Mask Functionality in DS 4.2 SP 04
Intro
In my post SAP Data Services 4.2 SP4 New Features I highlighted some new functionality introduced in Data Services 4.2 SP04. One of the new functionality was the ability for Data Services to mask data. This blog focuses on how you can mask data.
The Data Mask transform enables you to protect personally identifiable information in your data. Personal information includes data such as credit card numbers, salary information, birth dates, personal identification numbers, or bank account numbers. You may want to use data masking to support security and privacy policies, and to protect your customer or employee information from possible theft or exploitation.
Data Mask Example
Here is an example of a very basic data flow with the mask being used.
We then on the input tab indicate fields to mask
Then fill in the options tab. For every field you want to mask you must duplicate the mask section. Then assign a field to each mask out section.
Then on the output tab choose the fields you want to output
Here is a sample of the masking by using View Design-Time Data button.
Conclusion
The masking option is a nice addition. Very welcomed. It however feels a bit incomplete. Many places we use masking here in South Africa is to mask credit card numbers, we however only mask for example the middle part of the credit card number. Currently this mask only allows you to say where to start from and it will then mask the remaining characters. So I would like to see an option to stipulate where to start and how many characters to mask.

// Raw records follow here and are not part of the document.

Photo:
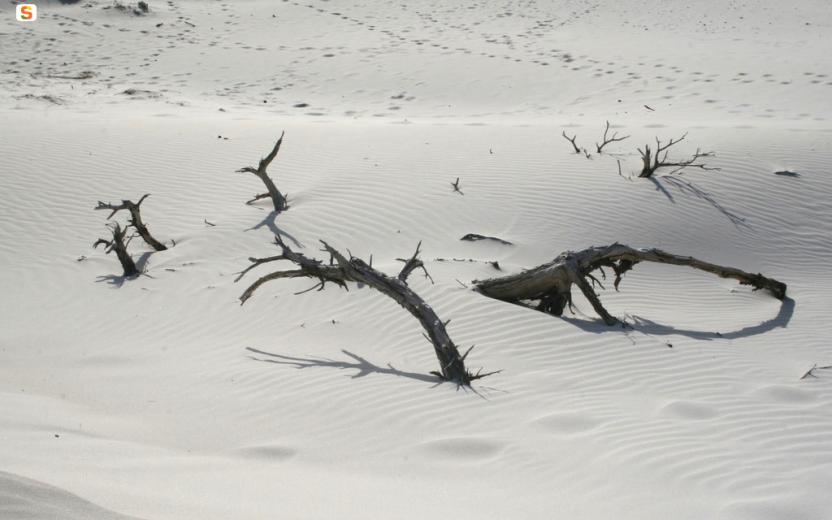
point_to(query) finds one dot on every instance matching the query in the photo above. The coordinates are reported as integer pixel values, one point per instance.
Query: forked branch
(278, 199)
(607, 140)
(342, 270)
(118, 244)
(652, 163)
(135, 219)
(549, 286)
(572, 140)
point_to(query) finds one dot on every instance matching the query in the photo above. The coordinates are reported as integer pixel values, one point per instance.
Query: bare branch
(572, 140)
(342, 270)
(278, 199)
(118, 245)
(550, 284)
(135, 219)
(652, 163)
(613, 139)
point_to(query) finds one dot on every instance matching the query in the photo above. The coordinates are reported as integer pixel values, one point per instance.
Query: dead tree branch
(411, 264)
(278, 199)
(572, 140)
(608, 140)
(135, 219)
(118, 244)
(660, 159)
(811, 371)
(341, 270)
(550, 284)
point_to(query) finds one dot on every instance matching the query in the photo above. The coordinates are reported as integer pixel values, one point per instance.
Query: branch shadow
(652, 328)
(363, 366)
(688, 188)
(118, 280)
(270, 222)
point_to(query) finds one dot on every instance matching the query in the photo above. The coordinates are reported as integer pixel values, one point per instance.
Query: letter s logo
(27, 12)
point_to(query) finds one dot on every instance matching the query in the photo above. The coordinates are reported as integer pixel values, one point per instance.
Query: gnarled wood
(118, 245)
(652, 163)
(341, 270)
(550, 284)
(278, 199)
(607, 140)
(135, 219)
(572, 140)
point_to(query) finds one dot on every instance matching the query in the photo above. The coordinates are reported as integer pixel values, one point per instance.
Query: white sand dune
(162, 398)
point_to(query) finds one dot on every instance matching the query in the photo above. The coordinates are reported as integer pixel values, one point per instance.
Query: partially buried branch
(278, 199)
(118, 244)
(135, 219)
(608, 140)
(341, 270)
(652, 163)
(550, 284)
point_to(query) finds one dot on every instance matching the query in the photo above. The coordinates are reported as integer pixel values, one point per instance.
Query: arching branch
(550, 284)
(278, 199)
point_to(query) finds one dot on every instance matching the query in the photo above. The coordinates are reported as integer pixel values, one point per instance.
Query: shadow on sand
(271, 222)
(651, 328)
(117, 280)
(361, 365)
(688, 188)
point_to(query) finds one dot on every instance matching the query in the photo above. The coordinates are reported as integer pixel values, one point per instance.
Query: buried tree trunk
(135, 219)
(342, 270)
(278, 199)
(118, 245)
(551, 284)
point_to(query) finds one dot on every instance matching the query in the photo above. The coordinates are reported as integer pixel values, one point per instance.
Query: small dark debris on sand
(473, 237)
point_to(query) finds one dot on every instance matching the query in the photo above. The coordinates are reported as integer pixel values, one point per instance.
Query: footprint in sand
(464, 448)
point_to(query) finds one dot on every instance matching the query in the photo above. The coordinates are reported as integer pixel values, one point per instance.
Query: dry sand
(162, 398)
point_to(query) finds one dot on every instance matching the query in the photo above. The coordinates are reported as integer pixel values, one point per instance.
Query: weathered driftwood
(572, 140)
(118, 244)
(278, 199)
(607, 140)
(550, 284)
(135, 219)
(341, 270)
(652, 163)
(474, 237)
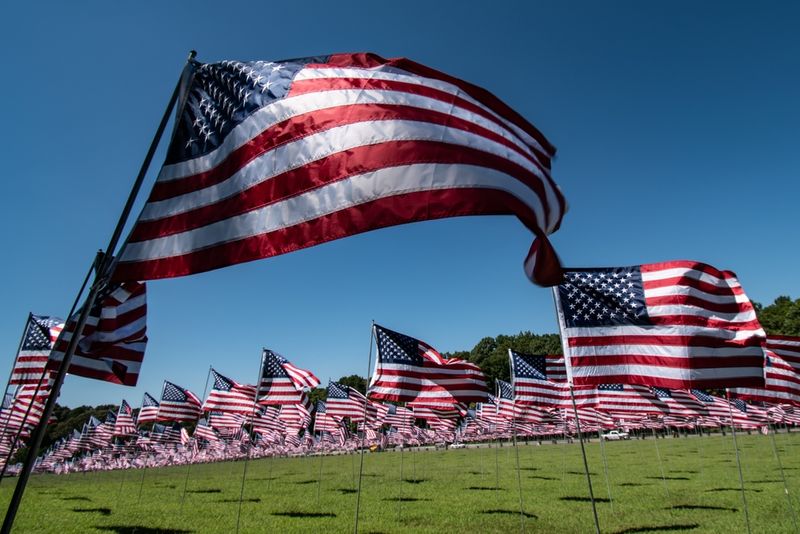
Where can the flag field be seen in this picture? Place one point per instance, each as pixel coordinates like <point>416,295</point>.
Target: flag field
<point>442,491</point>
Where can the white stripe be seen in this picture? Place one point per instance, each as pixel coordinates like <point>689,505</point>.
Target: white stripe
<point>694,274</point>
<point>330,199</point>
<point>667,372</point>
<point>394,74</point>
<point>677,330</point>
<point>317,146</point>
<point>667,351</point>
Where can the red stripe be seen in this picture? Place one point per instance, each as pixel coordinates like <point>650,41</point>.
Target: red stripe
<point>333,84</point>
<point>687,264</point>
<point>670,383</point>
<point>400,209</point>
<point>691,300</point>
<point>696,320</point>
<point>665,340</point>
<point>368,60</point>
<point>689,362</point>
<point>329,170</point>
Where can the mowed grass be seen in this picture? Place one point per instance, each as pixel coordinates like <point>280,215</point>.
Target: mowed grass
<point>466,490</point>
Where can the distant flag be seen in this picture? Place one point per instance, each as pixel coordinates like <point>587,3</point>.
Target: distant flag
<point>409,369</point>
<point>40,334</point>
<point>281,381</point>
<point>542,381</point>
<point>786,348</point>
<point>344,401</point>
<point>178,404</point>
<point>229,396</point>
<point>677,324</point>
<point>149,410</point>
<point>114,339</point>
<point>626,398</point>
<point>306,151</point>
<point>124,425</point>
<point>782,383</point>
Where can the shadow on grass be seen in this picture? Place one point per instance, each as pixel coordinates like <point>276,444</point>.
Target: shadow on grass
<point>583,499</point>
<point>514,512</point>
<point>304,514</point>
<point>103,511</point>
<point>700,507</point>
<point>129,529</point>
<point>659,528</point>
<point>734,489</point>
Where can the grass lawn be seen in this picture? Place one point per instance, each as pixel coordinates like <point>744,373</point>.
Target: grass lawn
<point>466,490</point>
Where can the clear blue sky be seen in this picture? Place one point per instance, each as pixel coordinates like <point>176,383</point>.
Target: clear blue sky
<point>677,125</point>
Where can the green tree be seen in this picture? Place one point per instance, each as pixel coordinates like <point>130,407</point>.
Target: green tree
<point>782,317</point>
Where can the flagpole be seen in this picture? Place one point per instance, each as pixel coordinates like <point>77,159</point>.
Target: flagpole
<point>103,271</point>
<point>189,464</point>
<point>363,434</point>
<point>738,461</point>
<point>568,367</point>
<point>252,416</point>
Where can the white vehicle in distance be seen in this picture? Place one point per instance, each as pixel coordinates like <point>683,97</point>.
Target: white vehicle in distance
<point>616,435</point>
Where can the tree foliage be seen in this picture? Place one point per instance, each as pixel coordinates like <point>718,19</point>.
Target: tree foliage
<point>782,317</point>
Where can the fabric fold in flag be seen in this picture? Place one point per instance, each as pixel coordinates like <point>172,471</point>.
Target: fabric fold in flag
<point>272,157</point>
<point>409,369</point>
<point>114,338</point>
<point>674,325</point>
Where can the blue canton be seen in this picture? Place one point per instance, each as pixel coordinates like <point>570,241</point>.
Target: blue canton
<point>337,391</point>
<point>394,347</point>
<point>603,297</point>
<point>529,366</point>
<point>224,94</point>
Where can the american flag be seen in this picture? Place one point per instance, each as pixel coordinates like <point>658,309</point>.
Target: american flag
<point>178,404</point>
<point>204,432</point>
<point>680,403</point>
<point>622,398</point>
<point>409,369</point>
<point>113,341</point>
<point>40,334</point>
<point>782,382</point>
<point>677,324</point>
<point>344,401</point>
<point>324,421</point>
<point>229,396</point>
<point>124,425</point>
<point>281,381</point>
<point>271,157</point>
<point>542,381</point>
<point>149,410</point>
<point>787,348</point>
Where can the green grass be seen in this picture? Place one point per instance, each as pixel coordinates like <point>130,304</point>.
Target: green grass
<point>443,491</point>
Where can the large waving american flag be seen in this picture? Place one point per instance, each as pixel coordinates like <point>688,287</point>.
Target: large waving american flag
<point>678,324</point>
<point>409,369</point>
<point>271,157</point>
<point>282,382</point>
<point>114,338</point>
<point>40,334</point>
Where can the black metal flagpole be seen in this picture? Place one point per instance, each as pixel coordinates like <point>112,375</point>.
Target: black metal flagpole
<point>103,270</point>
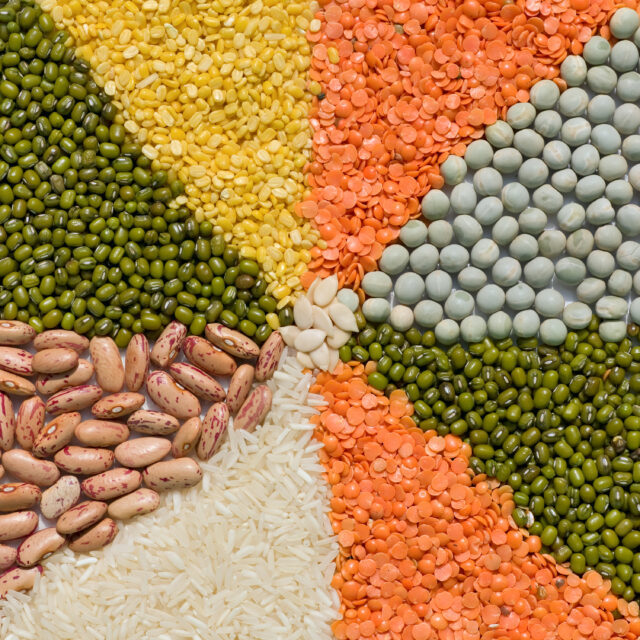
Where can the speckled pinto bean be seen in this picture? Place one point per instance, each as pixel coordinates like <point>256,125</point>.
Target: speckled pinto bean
<point>16,361</point>
<point>17,525</point>
<point>8,556</point>
<point>171,398</point>
<point>136,362</point>
<point>101,433</point>
<point>84,460</point>
<point>107,362</point>
<point>29,421</point>
<point>233,342</point>
<point>269,356</point>
<point>135,504</point>
<point>239,387</point>
<point>24,467</point>
<point>46,385</point>
<point>186,438</point>
<point>14,333</point>
<point>141,452</point>
<point>74,399</point>
<point>111,484</point>
<point>55,360</point>
<point>197,381</point>
<point>38,546</point>
<point>80,517</point>
<point>153,423</point>
<point>168,345</point>
<point>97,537</point>
<point>172,474</point>
<point>209,358</point>
<point>59,338</point>
<point>7,423</point>
<point>117,405</point>
<point>60,497</point>
<point>11,383</point>
<point>56,434</point>
<point>215,423</point>
<point>254,409</point>
<point>18,580</point>
<point>15,496</point>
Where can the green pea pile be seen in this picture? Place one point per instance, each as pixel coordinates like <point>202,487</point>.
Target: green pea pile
<point>89,238</point>
<point>560,425</point>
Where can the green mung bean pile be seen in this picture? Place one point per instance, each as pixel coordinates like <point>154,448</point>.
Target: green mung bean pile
<point>560,425</point>
<point>91,239</point>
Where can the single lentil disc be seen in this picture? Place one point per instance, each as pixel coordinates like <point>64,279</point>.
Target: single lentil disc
<point>577,315</point>
<point>428,313</point>
<point>553,332</point>
<point>435,205</point>
<point>409,288</point>
<point>601,109</point>
<point>394,259</point>
<point>539,272</point>
<point>596,50</point>
<point>571,217</point>
<point>590,290</point>
<point>533,173</point>
<point>438,285</point>
<point>487,181</point>
<point>551,243</point>
<point>506,272</point>
<point>377,284</point>
<point>608,237</point>
<point>544,94</point>
<point>459,305</point>
<point>488,210</point>
<point>447,331</point>
<point>499,134</point>
<point>532,221</point>
<point>620,283</point>
<point>478,154</point>
<point>623,23</point>
<point>505,230</point>
<point>600,212</point>
<point>424,259</point>
<point>484,253</point>
<point>573,70</point>
<point>507,160</point>
<point>472,278</point>
<point>600,263</point>
<point>549,303</point>
<point>467,230</point>
<point>414,233</point>
<point>473,329</point>
<point>523,247</point>
<point>556,154</point>
<point>401,318</point>
<point>564,181</point>
<point>463,198</point>
<point>376,309</point>
<point>453,258</point>
<point>490,298</point>
<point>499,325</point>
<point>440,233</point>
<point>453,170</point>
<point>520,296</point>
<point>548,123</point>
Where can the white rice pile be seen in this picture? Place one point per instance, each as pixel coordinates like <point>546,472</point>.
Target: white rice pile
<point>248,554</point>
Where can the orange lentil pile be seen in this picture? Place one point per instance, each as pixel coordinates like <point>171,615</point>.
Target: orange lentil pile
<point>400,85</point>
<point>427,551</point>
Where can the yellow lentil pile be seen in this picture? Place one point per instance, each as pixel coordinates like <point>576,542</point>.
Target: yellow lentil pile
<point>216,92</point>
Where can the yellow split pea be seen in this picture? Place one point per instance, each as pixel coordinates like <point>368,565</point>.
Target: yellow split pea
<point>215,91</point>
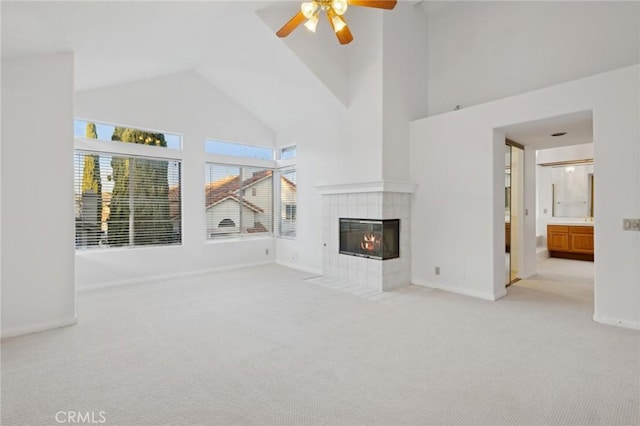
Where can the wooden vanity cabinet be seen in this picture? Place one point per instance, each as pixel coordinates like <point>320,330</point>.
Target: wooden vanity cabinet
<point>570,241</point>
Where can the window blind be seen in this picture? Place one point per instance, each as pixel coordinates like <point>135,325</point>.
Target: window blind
<point>288,202</point>
<point>124,201</point>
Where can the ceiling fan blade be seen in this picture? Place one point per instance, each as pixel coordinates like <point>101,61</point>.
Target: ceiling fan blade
<point>379,4</point>
<point>293,23</point>
<point>344,35</point>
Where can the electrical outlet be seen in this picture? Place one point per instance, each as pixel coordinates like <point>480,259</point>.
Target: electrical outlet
<point>631,224</point>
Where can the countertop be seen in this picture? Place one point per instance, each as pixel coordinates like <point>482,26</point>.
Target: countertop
<point>570,223</point>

Also I noticed that when the field names have spaces you get a few errors saying the mapping is not complete. Once I removed spaces in the fields I was error free.
Hope the above helps.
Thanks.
Hi Louis,
First thank you for the great write up on our new Data Mask transform.
You wish has been granted, regarding the ability to mask out the middle portion of credit card numbers. In Data Services 4.2 SP5 release we have enhanced our Data Mask transform to allow users to mask data that may follow a specific pattern, such as credit card numbers, personal identification numbers, bank accounts and so on. Users will have the ability to mask out the entire pattern or specific portions of the pattern.
New Pattern Variance Options, available in Data Services 4.2 SP5:
As you mention, the Data Mask transform is a new transform that was delivered in Data Services 4.2 SP3 and we continue to enhance the functionality. Please feel free to contact me, via this medium, if you have additional enhancements you would like to see.
Thank you,
Lynne
Hi Lynne
That is great news.
Thanks for the update.
Louis
Hi Louis,
Would you mind sending me your email information to me ?
Thank you,
Lynne
Just popped you an e-mail. 😉
Hi Louis,
Thanks for presenting a nice article.
My concern here is that DS is already having a inbuilt function called encrypt_aes() & decrypt_aes() to mask or safeguard data with in the DS staging level.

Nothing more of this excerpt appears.